SemanticMask
SemanticMask copied to clipboard
The repo contains our code of ``Semantic Mask for Transformer based End-to-End Speech Recognition"
ASR_SemanticMask
The repo contains our code of ``Semantic Mask for Transformer based End-to-End Speech Recognition"
Preparation
We already build a runnable docker, you can run the following command to download and run the docker
docker run -it --volume-driver=nfs --shm-size=64G j4ckl1u/espnet-py36-img:latest /bin/bash
Regarding data preparation, I suggest you read ESPnet instructions. It should be note that espnet doesn't do speed perturbation, but I strongly recommend to do it according to the better performance on dev-other and test-other datasets.
Word Alignment
To enable semantic mask training, you have to align audio and word.

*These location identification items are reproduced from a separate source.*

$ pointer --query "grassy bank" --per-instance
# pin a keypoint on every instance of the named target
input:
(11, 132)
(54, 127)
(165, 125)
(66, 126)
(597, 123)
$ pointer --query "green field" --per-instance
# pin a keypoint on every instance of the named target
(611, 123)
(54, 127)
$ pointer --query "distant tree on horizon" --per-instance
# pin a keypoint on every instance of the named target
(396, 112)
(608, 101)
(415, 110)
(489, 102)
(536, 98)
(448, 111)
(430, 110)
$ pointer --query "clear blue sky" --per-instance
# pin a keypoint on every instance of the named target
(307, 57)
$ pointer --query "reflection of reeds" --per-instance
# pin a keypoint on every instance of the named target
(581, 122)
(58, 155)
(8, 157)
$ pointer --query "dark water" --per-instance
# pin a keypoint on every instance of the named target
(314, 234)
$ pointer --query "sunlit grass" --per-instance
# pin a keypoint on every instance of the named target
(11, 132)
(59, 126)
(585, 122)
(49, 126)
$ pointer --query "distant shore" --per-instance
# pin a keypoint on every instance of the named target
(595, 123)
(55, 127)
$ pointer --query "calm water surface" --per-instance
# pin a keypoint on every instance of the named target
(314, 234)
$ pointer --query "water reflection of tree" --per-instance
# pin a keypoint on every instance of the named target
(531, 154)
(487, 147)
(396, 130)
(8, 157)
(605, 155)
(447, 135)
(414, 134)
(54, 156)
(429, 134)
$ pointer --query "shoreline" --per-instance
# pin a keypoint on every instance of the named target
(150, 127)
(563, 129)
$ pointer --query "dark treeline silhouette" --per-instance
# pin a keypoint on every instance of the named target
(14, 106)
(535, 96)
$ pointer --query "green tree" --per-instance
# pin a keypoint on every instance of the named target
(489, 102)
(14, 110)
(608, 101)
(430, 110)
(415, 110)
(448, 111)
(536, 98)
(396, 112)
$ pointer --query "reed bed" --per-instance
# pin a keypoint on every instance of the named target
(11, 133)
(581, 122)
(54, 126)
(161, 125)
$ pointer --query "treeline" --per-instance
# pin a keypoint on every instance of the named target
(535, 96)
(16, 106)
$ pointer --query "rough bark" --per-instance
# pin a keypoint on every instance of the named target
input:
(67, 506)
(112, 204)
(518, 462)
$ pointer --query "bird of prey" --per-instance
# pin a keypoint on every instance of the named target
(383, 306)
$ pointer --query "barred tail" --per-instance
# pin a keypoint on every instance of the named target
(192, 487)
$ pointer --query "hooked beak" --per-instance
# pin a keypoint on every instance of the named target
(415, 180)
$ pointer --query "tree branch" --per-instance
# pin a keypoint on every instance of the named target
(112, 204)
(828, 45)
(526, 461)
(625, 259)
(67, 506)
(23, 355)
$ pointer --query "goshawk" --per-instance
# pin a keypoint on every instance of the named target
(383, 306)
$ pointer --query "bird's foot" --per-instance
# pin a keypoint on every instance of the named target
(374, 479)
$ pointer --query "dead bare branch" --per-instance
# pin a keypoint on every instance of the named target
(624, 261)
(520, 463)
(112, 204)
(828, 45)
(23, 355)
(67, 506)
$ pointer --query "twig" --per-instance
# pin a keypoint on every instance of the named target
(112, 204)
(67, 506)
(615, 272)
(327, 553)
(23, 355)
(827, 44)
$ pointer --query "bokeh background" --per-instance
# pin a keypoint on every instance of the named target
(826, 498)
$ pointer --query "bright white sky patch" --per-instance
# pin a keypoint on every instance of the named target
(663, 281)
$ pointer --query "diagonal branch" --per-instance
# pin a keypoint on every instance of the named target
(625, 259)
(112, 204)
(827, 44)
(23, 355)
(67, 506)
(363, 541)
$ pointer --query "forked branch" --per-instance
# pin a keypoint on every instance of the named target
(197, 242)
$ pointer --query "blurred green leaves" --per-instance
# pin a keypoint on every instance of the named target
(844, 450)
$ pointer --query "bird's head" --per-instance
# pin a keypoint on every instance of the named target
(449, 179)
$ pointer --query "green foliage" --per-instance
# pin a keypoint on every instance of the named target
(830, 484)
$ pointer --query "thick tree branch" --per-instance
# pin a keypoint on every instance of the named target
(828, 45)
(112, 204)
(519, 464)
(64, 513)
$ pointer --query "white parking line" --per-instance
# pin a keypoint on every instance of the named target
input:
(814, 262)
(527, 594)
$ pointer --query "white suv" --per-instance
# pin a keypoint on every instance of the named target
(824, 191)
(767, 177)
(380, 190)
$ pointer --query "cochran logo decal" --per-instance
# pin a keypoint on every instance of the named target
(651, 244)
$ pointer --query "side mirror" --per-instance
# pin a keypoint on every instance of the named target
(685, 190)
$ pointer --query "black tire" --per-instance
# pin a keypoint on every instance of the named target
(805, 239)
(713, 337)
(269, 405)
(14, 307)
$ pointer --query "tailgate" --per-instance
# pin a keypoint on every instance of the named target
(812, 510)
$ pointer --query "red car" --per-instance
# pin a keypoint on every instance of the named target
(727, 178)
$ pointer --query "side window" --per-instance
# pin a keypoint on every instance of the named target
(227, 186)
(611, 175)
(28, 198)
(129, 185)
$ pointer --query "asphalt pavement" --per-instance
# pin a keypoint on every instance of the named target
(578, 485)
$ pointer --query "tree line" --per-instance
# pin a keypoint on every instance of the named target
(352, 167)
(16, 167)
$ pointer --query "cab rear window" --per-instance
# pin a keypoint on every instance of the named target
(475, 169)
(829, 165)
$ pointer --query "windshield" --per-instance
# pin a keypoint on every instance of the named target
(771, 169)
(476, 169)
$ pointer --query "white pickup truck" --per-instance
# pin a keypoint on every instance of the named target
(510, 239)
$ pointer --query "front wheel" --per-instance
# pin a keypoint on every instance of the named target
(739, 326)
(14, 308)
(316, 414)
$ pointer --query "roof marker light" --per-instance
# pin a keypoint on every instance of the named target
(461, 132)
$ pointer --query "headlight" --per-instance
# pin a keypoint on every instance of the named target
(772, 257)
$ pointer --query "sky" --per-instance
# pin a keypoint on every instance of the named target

In our work, we use the alignment results released by this repo, which is obtained using Montreal Forced Aligner. We put the extracted information on data directory. start.txt and end.txt record the alignment position in frame for each word in each utterance.
Training and decoding
For training, I upload my training configs into configs folder, including base setting and large setting respectively. Our archtecture is similar to ESPnet, but replacing position embedding with CNN in both encoder and decoder. The specific code change can be found at here
In terms of decoding, pleaes first download the ESPnet pre-trained RNN language model, and then run our decoding script to get the model output.
Pre-train Models
We release a base model (12 encoder layers and 6 decoder layers) and a large model (24 encoder layers and 12 decoder layers). It achevies following results with shallow language model fusion setting.
| dev-clean | dev-other | test-clean | test-other | |
|---|---|---|---|---|
| Base | 2.07 | 5.06 | 2.31 | 5.21 |
| Large | 2.02 | 4.91 | 2.19 | 5.19 |